Scarlett, de pie y al sol entre las hileras de algodóneros, con los riñones doloridos por el continuo encorvamiento y las manos ásperas y rugosas por el contacto con las cápsulas secas, pensaba que lo deseable hubiera sido tener una hermana que combinase la energía y la fuerza de Suellen con las sumisas inclinaciones de Carreen. Porque Carreen recogía el algodón con diligencia y buen deseo. Pero, después de haber trabajado durante una hora, se hizo evidente que era ella y no Suellen, la que todavía no estaba suficientemente restablecida para ese trabajo. Por lo tanto, la hizo volver a las labores caseras.

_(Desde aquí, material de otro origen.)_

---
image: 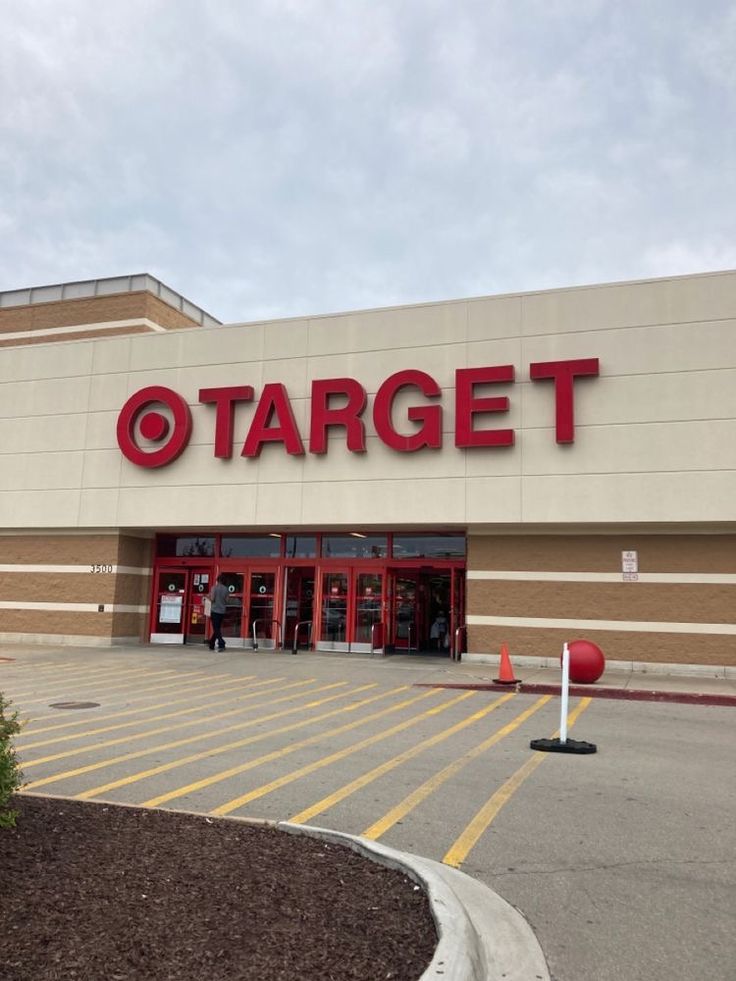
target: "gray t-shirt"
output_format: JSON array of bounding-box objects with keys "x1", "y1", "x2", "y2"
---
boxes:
[{"x1": 210, "y1": 582, "x2": 228, "y2": 613}]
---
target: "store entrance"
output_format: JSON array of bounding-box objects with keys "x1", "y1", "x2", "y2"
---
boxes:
[
  {"x1": 386, "y1": 569, "x2": 454, "y2": 656},
  {"x1": 284, "y1": 565, "x2": 315, "y2": 649}
]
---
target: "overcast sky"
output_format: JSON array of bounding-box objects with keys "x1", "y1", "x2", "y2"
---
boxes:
[{"x1": 0, "y1": 0, "x2": 736, "y2": 321}]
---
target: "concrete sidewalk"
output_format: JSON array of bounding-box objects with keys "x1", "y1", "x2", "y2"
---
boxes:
[{"x1": 368, "y1": 654, "x2": 736, "y2": 706}]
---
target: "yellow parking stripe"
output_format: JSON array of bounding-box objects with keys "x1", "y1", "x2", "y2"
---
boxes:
[
  {"x1": 24, "y1": 684, "x2": 384, "y2": 797},
  {"x1": 19, "y1": 678, "x2": 308, "y2": 752},
  {"x1": 142, "y1": 685, "x2": 440, "y2": 807},
  {"x1": 362, "y1": 695, "x2": 552, "y2": 841},
  {"x1": 289, "y1": 693, "x2": 516, "y2": 824},
  {"x1": 210, "y1": 689, "x2": 475, "y2": 814},
  {"x1": 22, "y1": 681, "x2": 345, "y2": 770},
  {"x1": 442, "y1": 698, "x2": 592, "y2": 868},
  {"x1": 17, "y1": 671, "x2": 247, "y2": 739}
]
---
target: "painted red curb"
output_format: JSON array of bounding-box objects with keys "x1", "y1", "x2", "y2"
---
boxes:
[{"x1": 414, "y1": 681, "x2": 736, "y2": 707}]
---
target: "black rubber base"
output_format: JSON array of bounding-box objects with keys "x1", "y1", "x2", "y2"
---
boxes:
[{"x1": 529, "y1": 739, "x2": 598, "y2": 753}]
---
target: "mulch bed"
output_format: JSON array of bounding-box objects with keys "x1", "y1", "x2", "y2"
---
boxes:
[{"x1": 0, "y1": 796, "x2": 437, "y2": 981}]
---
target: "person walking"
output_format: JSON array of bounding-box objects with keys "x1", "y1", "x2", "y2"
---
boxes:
[{"x1": 210, "y1": 576, "x2": 228, "y2": 651}]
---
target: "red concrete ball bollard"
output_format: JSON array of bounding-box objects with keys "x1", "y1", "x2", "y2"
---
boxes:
[{"x1": 560, "y1": 640, "x2": 606, "y2": 685}]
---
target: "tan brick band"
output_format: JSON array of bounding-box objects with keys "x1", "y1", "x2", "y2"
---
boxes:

Sólo quedaban ahora con ella, entre las largas hileras de plantas, Dilcey y Prissy. Prissy recogía el algodón perezosa y espasmódicamente, quejándose de los ríñones, de los pies, de sus miserias internas, de su fatiga, hasta que su madre cogió un tronco de algodónero y la zurró a pesar de sus chillidos. Después de esto trabajó algo más, pero procurando siempre permanecer lejos del alcance de su madre.
Dilcey trabajaba sin descanso, como una máquina, y Scarlett con los ríñones doloridos y el hombro desollado por el peso del saco en que metía el algodón recogido, pensó que Dilcey valía su peso en oro.
—Dilcey —le dijo—, cuando vuelvan los buenos tiempos no olvidaré cómo te has portado. Has sido muy buena.
La gigante de bronce no sonrió amablemente ni hizo los gestos propios de los negros cuando se los alaba. Volvió hacia Scarlett su rostro inmutable y contestó con dignidad:
—Gracias, señora. Pero el señor Gerald y la señora Ellen fueron buenos conmigo. El señor Gerald compró a mi Prissy para que yo no sufriese, y no lo he olvidado. Yo soy india en parte, y los indios no olvidan a los que son buenos con ellos. Perdone lo de Prissy. No sirve para nada. No es más que una negra cualquiera, como su padre. Su padre tampoco vale gran cosa.
A pesar del problema de Scarlett para conseguir ayuda de los demás para la recolección, y a pesar del cansancio de tener que hacer el trabajo ella misma, el ánimo se le levantó conforme el algodón iba pasando de los campos a las cabanas. Había en el algodón algo que tranquilizaba y fortalecía. Tara había prosperado con el algodón, lo mismo que todo el Sur, y Scarlett, nacida en el Sur, no podía por menos de tener fe en que tanto Tara como el Sur resurgirían de entre los rojizos campos. Por supuesto, todo ese algodón que había recogido no era mucho, pero era algo. Le valía algo en dinero confederado, y ese poco le permitiría economizar los billetes verdes y el oro de la cartera del yanqui hasta que fuese imprescindible gastarlos.
En primavera intentaría que el Gobierno confederado devolviese a Big Sam y a todos los demás peones del campo que les habían requisado; y si el Gobierno no quería dárselos, emplearía el dinero alquilando peones a los vecinos. En la primavera siguiente plantaría y plantaría… Incorporó su fatigada espalda y, mirando los parduscos campos otoñales, vio la cosecha del año siguiente, espesa y verdeante: una hectárea, y otra, y otra.
¡La primavera siguiente! Acaso para entonces habría terminado la guerra y volverían los buenos tiempos. Y, tanto si la Confederación perdía como si ganaba, los tiempos serían mejores. Cualquier cosa era preferible al constante peligro de las incursiones de ambos ejércitos. Cuando terminara la guerra, una plantación podría subsistir honradamente.
¡Oh, si la guerra terminara! ¡Entonces la gente podría ya plantar patatas con alguna seguridad de recogerlas!
Ahora había esperanzas. La guerra no podía durar siempre. Ella tenía ya su poquito de algodón, tenía víveres, tenía un caballo, tenía un escaso pero atesorado capital en dinero. ¡Sí, lo peor se había pasado!